Human Differentiation in Contact Zones of Support

Categorical distinctions such as race, class, gender, sexuality, religion, or nationality contribute to the production and stabilisation of social inequalities in specific ways and combinations.

Information meeting concerning occupations in South Africa in a house occupied by the MTST (Movimento dos Trabalhadores sem Teto) in São Paulo. Foto: E. Reichl

This project focuses on politically heterogeneous collectives that refer to human differentiation in their everyday practices of solidarity and redistribution to negotiate issues of social justice.

The two sub-studies of the project have been carried out in urban centres in Portugal and Brazil since 2022, with two researching doctoral students, Elena Hernández and Elena Reichl, integrating their participant observations into different ‘contact zones of support’. While taking part in, for instance, Christian soup kitchens, the activist struggle against gentrification, or land occupation by social movements, they investigate which (de)differentiations appear in the everyday practices of these collectives in what form and intensity.

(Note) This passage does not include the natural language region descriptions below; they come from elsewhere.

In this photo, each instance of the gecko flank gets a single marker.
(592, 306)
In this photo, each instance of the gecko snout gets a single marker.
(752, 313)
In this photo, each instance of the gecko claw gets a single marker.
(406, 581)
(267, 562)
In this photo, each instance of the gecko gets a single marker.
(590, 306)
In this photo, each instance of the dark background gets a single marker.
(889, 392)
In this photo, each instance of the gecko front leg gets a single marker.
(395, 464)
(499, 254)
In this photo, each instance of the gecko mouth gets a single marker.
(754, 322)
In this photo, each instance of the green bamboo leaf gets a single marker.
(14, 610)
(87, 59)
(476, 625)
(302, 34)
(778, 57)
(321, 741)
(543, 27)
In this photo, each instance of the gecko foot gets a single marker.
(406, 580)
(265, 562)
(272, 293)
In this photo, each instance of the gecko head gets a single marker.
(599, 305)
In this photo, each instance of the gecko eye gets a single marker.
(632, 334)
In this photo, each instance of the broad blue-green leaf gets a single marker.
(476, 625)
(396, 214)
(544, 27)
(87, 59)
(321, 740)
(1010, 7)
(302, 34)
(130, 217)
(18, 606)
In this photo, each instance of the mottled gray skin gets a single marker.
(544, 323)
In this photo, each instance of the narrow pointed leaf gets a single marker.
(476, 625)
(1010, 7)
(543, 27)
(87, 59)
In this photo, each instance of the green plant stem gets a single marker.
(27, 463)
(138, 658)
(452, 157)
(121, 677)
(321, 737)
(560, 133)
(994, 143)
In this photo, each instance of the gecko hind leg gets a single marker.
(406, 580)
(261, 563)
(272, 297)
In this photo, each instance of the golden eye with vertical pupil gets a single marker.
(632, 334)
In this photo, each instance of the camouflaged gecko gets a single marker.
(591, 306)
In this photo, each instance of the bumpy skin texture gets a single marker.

The project title ‘Sorting with Care: Human Differentiation in Contact Zones of Support’ thus refers to different dimensions of care: While these collectives intend to take care of people who are categorised as ‘disadvantaged’ or ‘vulnerable’, distinguishing and classifying terms and practices are perceived as politically sensitive within these contact zones, which is why they require ‘careful’ handling. In addition, categorical differences can be negated or blurred with the aim of creating networks internally, while at the same time the external demarcation, e.g., towards an outside collective deemed ‘different’ or ‘hostile’, is fixed.

Occupation of land by the social movement Movimento des Trabalhadores sem Teto in Santo André, São Paulo. Foto: E. Reichl.

How do we work? In order to capture both the consolidation and sedimentation and the ambiguities, negations, and subversions of human differentiation, we concentrate on several levels of action: First, on the respective contemporary-historical formation of need-related categories, including in interaction with postcolonial social policies and bureaucratic classifications. Second, on the (self-)classification of those providing support, possibly through the differentiation from other groups, and in interaction with political trends and current crisis discourses. Third, on the foreign classification of the recipients of support, for example in everyday interactions in which the right to care is perceived and classified not only on the grounds of an intersectional interplay of income, citizenship, racialisation, dimensions of im/mobility, housing type, family constellation, gender, or physical skills, but also based on performative and affective markers such as conformism, vulnerability, willingness to perform, or gratitude.